A man is buried up to his neck in the rain but never gets wet. Why?
He’s already dead.
In an infinite hotel, all rooms are full. A new guest arrives. How can he still get a room?
The hotel is infinite.
A man can’t move or speak but somehow leaves a room. How?
He imagines leaving.
A man drowns in a river that doesn’t exist. How?
It’s a dream.
A town has only liars and truth-tellers. Three people give you three different answers to the same yes/no question. What’s going on?
At least one person is random — not bound to truth or lies.
Two deadly buttons: one says “Pressing me kills you instantly,” the other “Pressing me saves you.” What do you do?
Press neither — survival through inaction.
A man throws a rock straight up, but it never comes down. Why?
Zero gravity.
A guard alternates truth and lies every time he speaks. How do you find the right path?
Ask the same question twice or wait for the pattern.
A line of people each wears a hat. They can see others’ hats but not their own. How can they guess correctly?
They use a pre-decided parity or pattern system.
All the windows of a house face south. A bear walks by. What color is the bear?

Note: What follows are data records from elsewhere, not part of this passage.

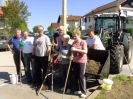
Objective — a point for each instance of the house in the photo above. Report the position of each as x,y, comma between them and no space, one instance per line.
72,21
55,25
126,7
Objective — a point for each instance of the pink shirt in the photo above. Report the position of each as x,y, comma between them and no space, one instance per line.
79,57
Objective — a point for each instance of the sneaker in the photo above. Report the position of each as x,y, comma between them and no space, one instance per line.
68,90
77,92
62,89
82,96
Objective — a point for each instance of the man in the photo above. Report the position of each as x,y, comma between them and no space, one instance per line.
41,51
94,42
27,50
57,37
16,50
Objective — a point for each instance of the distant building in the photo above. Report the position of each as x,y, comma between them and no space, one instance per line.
72,21
126,7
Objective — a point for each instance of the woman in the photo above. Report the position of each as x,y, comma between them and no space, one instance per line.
79,50
64,54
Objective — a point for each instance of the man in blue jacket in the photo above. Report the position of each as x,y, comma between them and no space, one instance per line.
15,41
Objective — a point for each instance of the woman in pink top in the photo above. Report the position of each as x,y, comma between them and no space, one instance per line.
79,50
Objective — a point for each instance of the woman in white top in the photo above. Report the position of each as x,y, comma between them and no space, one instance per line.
94,42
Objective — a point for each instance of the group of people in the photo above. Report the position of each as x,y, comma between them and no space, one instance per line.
36,51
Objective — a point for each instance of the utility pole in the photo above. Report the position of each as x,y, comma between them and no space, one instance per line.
64,14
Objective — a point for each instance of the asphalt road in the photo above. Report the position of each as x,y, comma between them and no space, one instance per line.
8,91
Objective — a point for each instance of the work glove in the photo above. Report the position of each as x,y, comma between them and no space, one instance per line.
71,58
74,49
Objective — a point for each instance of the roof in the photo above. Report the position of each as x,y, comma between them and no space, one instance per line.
56,25
107,6
70,18
1,12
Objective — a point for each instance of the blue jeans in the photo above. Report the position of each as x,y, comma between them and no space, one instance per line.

White (it’s at the North Pole — polar bear).
A man looks at a picture and says, “That man’s father is my father’s son.” Who is in the picture?
His son.
A man lies in the desert, dead, but has no thirst. Why?
He was already dead before he could be thirsty.
A room has no door, ceiling, or floor, yet a man breathes fine. How?
It’s not a physical room — it’s conceptual.
A door opens when you speak truth and locks on lies. What do you say to escape?
“This door will open if I speak the truth.”
100 prisoners each wear a red or blue hat and can see everyone else’s hat but not their own. They must all guess simultaneously. How do they survive?
They pre-agree on parity (odd/even) of visible hats to deduce their own.
A man pushes his car to a hotel and goes bankrupt. What happened?
He’s playing Monopoly.
You’re trapped in a room with a mirror and a table. How do you escape?
Look in the mirror, “see” what you saw, “take” the saw, cut the table in half—two halves make a whole (hole)—climb out.
A labyrinth has two exits, one fatal, one safe, with no markings. How do you survive?
Use trial, error, or markers; logical deduction.
A button kills instantly but must be pressed. What’s the solution?
Realize “must” is false — you don’t have to press it.